Another myth is that Proverbs' advice is a guarantee that if you train a child in the way he should go, he won't depart from it. Some Christian parenting books drill it into you that if your kids stray, it is all your fault. You obviously didn't train them right. As a result, I was highly judgemental of other parents who had kids who were giving them fits, since my little darlings were doing just fine then.

Teens really have a way of humbling parents.

By that you may be surmising that I have a teen who is currently giving me fits, and you would surmise correctly. (Names are being withheld to protect the guilty.) If you have read books about Christian parenting and believe that kids who do this are the result of parents who did it wrong, then you need look no further than me for:

Exhibit A -- Reformed Parent who did it ALL WRONG
Avoid her example.

Well ok, I didn't do ALL of it wrong, but I haven't done all of it right either. But who does? God is a perfect Heavenly Father and His children rebel against Him all the time for no good reason.

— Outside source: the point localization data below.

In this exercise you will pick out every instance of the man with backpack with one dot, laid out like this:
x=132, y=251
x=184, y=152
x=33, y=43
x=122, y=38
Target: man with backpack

Growth is terribly painful. Last night I was reading Seven Habits of Highly Effective Peopleby Stephen Covey (yes, he's a Mormon, but the principles expressed are true, nonetheless). Some of the things in it hit pretty close to home and I wanted to hurl the book across the room, except I was at the gym and the other patrons wouldn't have appreciated getting dinged in the head with it. I hate seeing my faults. I would rather believe that I am just fine, thank you. But [sighs heavily] I see there is still a lot that needs refining out of me and I think this is going to be yet another means for doing so.

Which brings me back to the whole transparency thing. Homeschoolers (especially those with large numbers of children who tend to intimidate others by sheer number and the assumptions that go with it) are unable to help one another if they don't admit to having faults, let alone confessing them. Proverbs is true. If you train a child in the way he should go, he won't depart from it when he is older, providing that he is one of God's elect. Parents are one of the means that God uses for bringing children into the fold, but the means are not the grace itself.

By the way, I haven't been a complete failure. One of my wandering daughters has been making rapid strides back to the fold. She isn't here yet, but I can definitely see that the Lord is teaching her some painful but valuable lessons. And my eldest son looks like he is through the worst of the adolescent doldrums without too many scars. I didn't want you all to think it was completely hopeless here.